Entretanto, não toma nenhuma iniciativa para escorraçar o terrível hexápode predador. Horrendo e minúsculo monstro deve estar a atacá-la com garras e pontiagudos ferrões. Será um escorpião, uma migalomorfa caranguejeira, uma aranhuçu? Ou quem sabe uma taturana ou cabeludo mandruvá, com seu pelo-de-fogo capaz de queimar a pele e instantaneamente provocar dor aguda, febre, íngua?

Instantaneamente surge jovem de porte atlético e corre para socorrê-la. Com a habilidade de prestigitador tira-lhe da parte externa da bermuda, nada mais do que linda lagarta esverdeada, que lhe caíra ao colo, precipitada de uma das paineiras. E ri do próprio gesto. Ou do desespero da mulher?

Naquele momento já estão a postos vários curiosos e entre eles um bando de adolescentes uniformizados.
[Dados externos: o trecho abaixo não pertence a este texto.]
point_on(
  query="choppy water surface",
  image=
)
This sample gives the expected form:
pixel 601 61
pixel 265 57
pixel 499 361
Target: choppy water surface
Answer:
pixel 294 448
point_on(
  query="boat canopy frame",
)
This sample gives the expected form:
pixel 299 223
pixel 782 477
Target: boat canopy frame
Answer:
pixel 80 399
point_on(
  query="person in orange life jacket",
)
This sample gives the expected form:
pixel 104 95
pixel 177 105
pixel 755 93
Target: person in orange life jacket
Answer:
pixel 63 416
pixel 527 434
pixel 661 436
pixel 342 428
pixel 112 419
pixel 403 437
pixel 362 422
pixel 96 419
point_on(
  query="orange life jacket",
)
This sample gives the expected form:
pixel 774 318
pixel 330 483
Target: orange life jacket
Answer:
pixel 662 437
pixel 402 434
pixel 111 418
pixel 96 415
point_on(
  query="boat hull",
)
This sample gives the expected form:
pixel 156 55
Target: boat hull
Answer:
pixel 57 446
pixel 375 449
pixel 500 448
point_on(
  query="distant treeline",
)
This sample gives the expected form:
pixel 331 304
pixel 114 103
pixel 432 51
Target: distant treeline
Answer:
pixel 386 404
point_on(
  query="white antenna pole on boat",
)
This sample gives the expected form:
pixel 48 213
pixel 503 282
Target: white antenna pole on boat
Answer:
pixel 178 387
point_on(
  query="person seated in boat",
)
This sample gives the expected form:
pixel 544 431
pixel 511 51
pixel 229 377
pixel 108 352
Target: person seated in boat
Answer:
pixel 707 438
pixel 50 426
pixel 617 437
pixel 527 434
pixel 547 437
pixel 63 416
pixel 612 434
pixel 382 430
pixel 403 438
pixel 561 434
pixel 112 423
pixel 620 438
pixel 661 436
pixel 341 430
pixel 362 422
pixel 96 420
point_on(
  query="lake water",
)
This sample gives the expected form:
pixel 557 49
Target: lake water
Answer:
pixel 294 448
Todos ostentam sobre a jaqueta o emblema do colégio municipal, vizinho à praça. Certamente estavam a gazear aula. Curiosos e alarmados pela gritaria correram para junto ao gramado.

Ao verem o resultado da operação de resgate, passam do susto à gargalhada e começam a debochar, em coro, da escandalosa patinadora, repetindo seu grito alucinante: - Ai! Ai! Ai! socorro gente, um bicho venenoso está me picando?!

Envergonhada a mulher se levanta e sai correndo em direção a sua casa.

Mas no dia seguinte novamente estará no mesmo local, a cumprir o ritual que a consagrou como A Patinadora da Praça da Assembléia. A partir de hoje terá acrescentado a seus títulos e sinais de identificação o de A histérica da lagarta esverdeada.